Abstract

Most polymers and stiff-filler reinforced polymer composites exhibit post-yield strain-softening characteristics under large deformation mechanical loading. Singh et al. [Polymer Composites, 40 (12), pp. 4726–4741, 2019] conducted compression tests on glass-filled epoxy composites, altering the shape and volume percent of the glass fillers, and observed a dominant strain-softening tendency immediately after the yield stress values. This study aims to capture the post-yield strain-softening characteristics of glass-filled epoxy composites reported by Singh et al. using finite element analysis (FEA). Arruda - Boyce (AB) and Three Network (TN) viscoplastic constitutive material models are used as matrix behavior to perform numerical simulations on two-dimensional and three-dimensional representative volume elements (RVEs), where spherical (circular in 2D) and milled/cylindrical (rectangular in 2D) fillers are randomly positioned and oriented inside.
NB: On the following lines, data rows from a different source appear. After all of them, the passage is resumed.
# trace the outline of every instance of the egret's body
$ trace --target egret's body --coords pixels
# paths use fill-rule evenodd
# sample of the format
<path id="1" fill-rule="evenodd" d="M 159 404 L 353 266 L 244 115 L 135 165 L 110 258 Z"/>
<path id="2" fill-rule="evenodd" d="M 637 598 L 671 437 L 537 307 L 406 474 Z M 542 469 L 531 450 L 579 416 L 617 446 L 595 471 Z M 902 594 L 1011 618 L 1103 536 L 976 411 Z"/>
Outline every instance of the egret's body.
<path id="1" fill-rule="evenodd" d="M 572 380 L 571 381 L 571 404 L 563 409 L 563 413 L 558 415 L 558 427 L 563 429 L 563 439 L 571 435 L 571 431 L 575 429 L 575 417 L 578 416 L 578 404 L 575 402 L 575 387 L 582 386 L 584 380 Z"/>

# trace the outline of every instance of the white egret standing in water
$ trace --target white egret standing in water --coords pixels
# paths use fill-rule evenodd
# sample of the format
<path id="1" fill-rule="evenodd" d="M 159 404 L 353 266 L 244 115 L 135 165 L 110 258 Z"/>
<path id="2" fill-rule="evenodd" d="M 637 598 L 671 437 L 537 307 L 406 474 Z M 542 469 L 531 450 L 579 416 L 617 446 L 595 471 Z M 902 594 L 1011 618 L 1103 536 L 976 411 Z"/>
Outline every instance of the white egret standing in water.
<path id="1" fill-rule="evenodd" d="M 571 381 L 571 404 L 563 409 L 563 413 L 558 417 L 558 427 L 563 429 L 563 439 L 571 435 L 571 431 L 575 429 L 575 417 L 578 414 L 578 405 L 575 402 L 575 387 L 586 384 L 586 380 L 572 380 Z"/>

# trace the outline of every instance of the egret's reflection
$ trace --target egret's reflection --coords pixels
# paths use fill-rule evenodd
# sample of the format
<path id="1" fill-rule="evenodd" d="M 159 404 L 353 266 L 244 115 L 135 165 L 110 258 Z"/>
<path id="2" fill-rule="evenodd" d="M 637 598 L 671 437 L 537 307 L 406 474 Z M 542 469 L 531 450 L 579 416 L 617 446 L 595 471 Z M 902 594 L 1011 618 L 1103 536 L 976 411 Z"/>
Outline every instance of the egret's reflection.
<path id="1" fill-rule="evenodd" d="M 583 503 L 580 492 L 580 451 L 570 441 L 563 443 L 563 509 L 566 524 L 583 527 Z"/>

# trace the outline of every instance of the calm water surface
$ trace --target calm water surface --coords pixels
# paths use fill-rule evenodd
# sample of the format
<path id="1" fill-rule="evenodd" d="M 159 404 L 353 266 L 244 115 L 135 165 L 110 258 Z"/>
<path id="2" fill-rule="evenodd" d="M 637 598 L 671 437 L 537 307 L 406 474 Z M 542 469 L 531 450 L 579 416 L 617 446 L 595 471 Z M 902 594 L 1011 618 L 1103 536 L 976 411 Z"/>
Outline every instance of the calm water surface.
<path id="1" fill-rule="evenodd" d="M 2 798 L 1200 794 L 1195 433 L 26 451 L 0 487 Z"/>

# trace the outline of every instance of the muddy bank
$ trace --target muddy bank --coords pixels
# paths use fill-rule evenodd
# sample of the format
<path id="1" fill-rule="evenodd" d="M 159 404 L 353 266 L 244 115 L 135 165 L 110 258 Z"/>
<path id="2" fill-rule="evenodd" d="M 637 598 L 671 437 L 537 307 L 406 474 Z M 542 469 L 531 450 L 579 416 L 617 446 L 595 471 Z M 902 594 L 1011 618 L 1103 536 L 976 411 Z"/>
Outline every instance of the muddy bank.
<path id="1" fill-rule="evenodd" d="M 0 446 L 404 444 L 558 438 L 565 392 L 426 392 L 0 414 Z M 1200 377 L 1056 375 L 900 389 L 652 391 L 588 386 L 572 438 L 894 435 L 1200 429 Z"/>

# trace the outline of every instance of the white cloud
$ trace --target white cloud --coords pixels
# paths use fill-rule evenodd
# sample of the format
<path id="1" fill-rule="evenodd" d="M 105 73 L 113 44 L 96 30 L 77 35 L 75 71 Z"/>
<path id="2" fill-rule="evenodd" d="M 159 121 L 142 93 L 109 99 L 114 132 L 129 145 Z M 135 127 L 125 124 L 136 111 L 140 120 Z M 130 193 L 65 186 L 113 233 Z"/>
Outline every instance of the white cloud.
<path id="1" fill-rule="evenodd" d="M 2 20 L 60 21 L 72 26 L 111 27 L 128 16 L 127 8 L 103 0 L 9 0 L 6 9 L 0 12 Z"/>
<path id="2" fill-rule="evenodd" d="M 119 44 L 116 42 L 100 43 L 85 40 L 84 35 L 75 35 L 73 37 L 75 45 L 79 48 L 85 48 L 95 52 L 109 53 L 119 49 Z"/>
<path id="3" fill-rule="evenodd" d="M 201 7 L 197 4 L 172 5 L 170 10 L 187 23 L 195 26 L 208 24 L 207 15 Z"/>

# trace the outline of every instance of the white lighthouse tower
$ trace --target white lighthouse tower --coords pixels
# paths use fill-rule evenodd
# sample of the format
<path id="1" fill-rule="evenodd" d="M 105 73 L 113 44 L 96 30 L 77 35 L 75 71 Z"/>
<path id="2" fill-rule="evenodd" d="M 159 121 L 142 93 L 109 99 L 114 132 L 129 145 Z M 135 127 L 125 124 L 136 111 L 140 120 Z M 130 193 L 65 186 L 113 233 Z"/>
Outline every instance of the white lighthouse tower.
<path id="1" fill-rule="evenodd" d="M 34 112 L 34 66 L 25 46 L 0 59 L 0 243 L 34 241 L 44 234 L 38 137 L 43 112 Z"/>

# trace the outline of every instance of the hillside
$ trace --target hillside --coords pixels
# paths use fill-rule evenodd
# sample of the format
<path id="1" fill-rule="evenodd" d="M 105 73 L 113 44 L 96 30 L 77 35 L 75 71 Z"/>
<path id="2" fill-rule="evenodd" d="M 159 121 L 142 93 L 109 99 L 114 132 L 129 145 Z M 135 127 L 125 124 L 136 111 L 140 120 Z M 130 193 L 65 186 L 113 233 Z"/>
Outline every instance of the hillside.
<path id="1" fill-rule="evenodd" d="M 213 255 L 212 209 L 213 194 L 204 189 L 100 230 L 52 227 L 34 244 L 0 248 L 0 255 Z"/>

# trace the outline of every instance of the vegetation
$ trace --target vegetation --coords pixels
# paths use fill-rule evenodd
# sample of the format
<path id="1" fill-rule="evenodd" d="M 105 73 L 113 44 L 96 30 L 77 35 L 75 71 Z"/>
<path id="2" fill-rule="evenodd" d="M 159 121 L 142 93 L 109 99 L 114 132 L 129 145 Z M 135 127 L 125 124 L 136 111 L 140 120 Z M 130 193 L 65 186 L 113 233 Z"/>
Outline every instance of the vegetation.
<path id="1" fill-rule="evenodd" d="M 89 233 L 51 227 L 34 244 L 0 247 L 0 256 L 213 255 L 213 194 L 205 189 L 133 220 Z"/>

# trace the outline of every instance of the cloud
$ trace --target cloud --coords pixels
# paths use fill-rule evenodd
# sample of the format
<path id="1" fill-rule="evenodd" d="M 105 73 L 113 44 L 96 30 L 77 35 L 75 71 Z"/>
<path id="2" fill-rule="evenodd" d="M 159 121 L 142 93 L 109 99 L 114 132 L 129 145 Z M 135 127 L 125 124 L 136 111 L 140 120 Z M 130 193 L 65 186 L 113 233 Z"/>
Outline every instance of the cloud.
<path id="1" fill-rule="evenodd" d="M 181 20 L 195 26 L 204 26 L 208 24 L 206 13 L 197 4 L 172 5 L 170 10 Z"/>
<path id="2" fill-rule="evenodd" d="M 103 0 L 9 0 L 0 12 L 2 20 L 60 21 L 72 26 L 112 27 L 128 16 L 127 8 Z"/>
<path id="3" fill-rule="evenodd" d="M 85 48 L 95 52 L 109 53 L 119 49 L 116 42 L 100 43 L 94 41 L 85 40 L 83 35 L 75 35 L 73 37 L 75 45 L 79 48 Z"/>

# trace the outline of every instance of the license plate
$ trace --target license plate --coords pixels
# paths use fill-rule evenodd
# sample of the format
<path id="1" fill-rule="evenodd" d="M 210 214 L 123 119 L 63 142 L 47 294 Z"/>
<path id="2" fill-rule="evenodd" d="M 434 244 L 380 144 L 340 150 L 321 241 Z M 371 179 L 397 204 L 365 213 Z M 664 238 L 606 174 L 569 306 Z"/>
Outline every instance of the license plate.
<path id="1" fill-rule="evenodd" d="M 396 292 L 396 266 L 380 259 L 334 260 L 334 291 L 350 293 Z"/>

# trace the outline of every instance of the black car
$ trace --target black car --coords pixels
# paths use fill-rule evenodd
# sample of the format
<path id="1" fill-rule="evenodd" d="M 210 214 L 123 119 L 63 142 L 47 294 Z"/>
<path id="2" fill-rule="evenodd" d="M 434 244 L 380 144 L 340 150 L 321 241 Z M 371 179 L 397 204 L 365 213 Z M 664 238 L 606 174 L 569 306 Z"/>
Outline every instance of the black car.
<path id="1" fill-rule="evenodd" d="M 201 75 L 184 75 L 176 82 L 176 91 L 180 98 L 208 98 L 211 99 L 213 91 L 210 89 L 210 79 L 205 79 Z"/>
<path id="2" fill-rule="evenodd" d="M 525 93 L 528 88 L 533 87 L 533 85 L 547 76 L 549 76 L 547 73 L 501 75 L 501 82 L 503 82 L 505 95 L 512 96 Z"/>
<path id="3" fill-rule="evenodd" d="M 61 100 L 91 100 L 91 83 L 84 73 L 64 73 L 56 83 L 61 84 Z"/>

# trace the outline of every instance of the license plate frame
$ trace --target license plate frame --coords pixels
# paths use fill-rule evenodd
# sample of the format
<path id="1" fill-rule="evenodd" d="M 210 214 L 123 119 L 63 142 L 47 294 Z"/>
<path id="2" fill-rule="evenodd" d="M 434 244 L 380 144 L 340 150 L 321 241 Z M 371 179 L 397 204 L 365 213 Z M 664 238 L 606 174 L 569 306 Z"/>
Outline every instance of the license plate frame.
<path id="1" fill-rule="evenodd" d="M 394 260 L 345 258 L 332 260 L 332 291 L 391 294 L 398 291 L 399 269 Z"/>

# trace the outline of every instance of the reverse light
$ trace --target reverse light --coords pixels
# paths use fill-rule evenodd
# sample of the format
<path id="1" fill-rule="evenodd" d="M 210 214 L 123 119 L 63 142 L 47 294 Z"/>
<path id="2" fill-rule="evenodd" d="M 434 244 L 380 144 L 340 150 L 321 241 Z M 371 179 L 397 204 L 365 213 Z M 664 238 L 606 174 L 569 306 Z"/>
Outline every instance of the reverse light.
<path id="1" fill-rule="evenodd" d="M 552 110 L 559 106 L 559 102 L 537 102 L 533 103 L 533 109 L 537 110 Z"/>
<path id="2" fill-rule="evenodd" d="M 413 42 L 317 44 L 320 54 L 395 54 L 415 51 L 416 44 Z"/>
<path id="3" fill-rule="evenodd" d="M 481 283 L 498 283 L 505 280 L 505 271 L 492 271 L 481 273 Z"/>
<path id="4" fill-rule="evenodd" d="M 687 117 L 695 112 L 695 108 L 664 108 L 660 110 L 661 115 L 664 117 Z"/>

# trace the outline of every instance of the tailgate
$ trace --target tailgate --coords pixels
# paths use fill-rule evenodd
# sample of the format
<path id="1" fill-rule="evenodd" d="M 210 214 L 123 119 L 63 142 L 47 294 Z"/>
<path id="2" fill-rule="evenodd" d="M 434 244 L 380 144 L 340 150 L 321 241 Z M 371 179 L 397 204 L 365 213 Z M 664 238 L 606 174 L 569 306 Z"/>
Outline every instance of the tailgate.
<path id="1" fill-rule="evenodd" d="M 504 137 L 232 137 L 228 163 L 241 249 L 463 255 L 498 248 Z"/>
When the calibrated AB and TN models were used to simulate the stress-strain response of the pristine matrix, both models numerically converged and were in good agreement with the experimental results. However, when filler-reinforced polymer composites are considered, the simulations using the AB model become unstable and fail to converge soon after the yield stress (at small strain values) is reached. Whereas simulations using the TN model take a short period to converge to large strain values compared to the former model. The existence of an extra elastic-viscoplastic network in the TN model improves stability in the model's strain-softening zone, allowing for faster numerical convergence. Therefore, the TN model can be used to simulate the strain-softening behavior of both pristine and stiff-filler-reinforced polymer composites under large deformations. The true stress versus true strain data retrieved from the FEA of the two-dimensional and three-dimensional simulations using the TN model were compared with experimental data. When the TN constitutive model was used in three-dimensional simulations instead of the AB viscoplastic model, the elastic modulus, yield stress, and post-yield strain-softening characteristics of the spherical particle and milled fibre epoxy composites were shown to predict the experimental data rather well.